閑人手帖

このブログは私が見に行った演劇作品、映画等の覚書です。 評価、満足度を☆の数で示しています。☆☆☆☆☆が満点です。★は☆の二分の一です。

崖の上のポニョ

http://www.ghibli.jp/ponyo/press/character/

近所のシネコンに家族4人で見に行く。休日にこのような人気作だと大混雑必至なのだけれど、シネコンだと前もって予約できるのが便利なところだ。
あんまり期待はしていなかったのだけれど、思いのほか面白かった。アンデルセンの『人魚姫』を下敷きに、5歳の子供同士のあいだに生まれた「愛」と親子愛のかたちを、海辺のひなびた田舎町を舞台に描く。
海辺の町の風景には妻と結婚直前に言った真鶴の町を思い出したが、坂道と小さな路地がもつれ合う、ごくありふれた海辺の田舎町である。
荒唐無稽でとらえどころのないお話だ。夢の中で物語がでたらめに連なっていくように、自由な連想によって不可思議な出来事がどんどん展開していく。しかし民話の世界でそうであるように、登場人物たちはそのおかしな現象をごく自然な出来事のように受けとめている。

以下、ストーリーの概要となる。

崖の上の一軒家に住む5歳の男の子が、金魚のような赤いひらひらの衣を身にまとった「人面魚」と出会い、二人はすぐに仲良しになる。ぽにょと名づけられたその「お魚」はいったん海の中に戻されるが、魔法の力で手足が伸び、大嵐とともに5歳の女の子の姿になって、男の子のもとに再び現れる。
ポニョの到来に伴う嵐によって町は水没してしまう。ポニョと男の子は船に乗って、昨夜以来、離れ離れとなった少年の母親を探しに行く。この母親探索ののどかな道行が、なぜかポニョが人間となりこの世界にとどまるための、そして世界を水没の危機から救うための(?)「試練」となっているのだ。

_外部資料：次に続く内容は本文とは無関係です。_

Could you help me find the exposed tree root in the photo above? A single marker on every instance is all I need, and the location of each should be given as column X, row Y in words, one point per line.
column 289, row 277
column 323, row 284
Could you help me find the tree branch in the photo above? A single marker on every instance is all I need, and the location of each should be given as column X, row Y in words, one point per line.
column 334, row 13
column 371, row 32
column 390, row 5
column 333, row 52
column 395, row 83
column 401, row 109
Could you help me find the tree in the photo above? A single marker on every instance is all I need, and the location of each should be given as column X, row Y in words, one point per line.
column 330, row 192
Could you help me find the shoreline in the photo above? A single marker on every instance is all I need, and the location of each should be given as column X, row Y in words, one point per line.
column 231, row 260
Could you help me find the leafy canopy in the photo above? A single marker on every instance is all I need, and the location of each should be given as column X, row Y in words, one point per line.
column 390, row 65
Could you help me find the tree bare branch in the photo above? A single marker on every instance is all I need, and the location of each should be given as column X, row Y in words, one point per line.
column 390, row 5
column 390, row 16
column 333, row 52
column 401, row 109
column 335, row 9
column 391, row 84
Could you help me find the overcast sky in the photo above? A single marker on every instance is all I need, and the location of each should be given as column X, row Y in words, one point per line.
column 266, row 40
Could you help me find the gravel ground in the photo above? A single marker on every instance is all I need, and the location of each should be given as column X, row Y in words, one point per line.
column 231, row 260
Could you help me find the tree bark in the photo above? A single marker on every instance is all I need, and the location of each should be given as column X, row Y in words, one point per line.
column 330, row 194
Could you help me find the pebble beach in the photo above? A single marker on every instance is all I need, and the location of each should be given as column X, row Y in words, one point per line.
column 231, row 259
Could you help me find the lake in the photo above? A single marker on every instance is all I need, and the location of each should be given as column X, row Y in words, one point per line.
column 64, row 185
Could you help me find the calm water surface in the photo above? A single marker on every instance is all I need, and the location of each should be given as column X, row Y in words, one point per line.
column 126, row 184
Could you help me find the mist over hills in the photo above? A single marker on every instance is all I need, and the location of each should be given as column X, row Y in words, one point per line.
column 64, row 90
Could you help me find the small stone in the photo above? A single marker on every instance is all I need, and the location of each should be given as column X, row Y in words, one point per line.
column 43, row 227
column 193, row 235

「試練」と思えないようなゆるやかな冒険が、本人たちがその覚悟のないままに「試練」として課せられ、その克服を一方的に求められるという展開にはモーツァルトの『魔笛』を連想した。

CGを使わずに、手書きによって丁寧に作られた映像がとても新鮮だった。クレパスや色鉛筆できっちりと塗られたような色彩の組み合わせ、手書きイラスト風にデフォルメされた町や海の表現、ポニョの変容の映像が印象に残る。とりわけ、宗助とその母親が乗った車を、ポニョが波と一体化した魚の上を疾走して追いかける場面の躍動感にひきこまれた。ポニョのキャラクターも可愛らしい。「母なる海」の表象的存在であるグランマンマーレはちょっと苦手。

気になったのは主人公の五歳児、宗助が自分の父、母を呼び捨ての名前で呼ぶことである。宮崎駿にとっては、ああいった呼び方がある種の望ましい親子関係なのだろうか。家族内でどういった呼び方をするかってのは、家族それぞれだと思うけれど、個人的には子供が親の名前を呼び捨てで呼ぶというやり方には大きな違和感を覚える。親子で友達感覚みたいな雰囲気が出るのかもしれないけれど、友達のふりをしていてもやっぱり親子は友達に徹しきれないときが絶対あるしなぁ。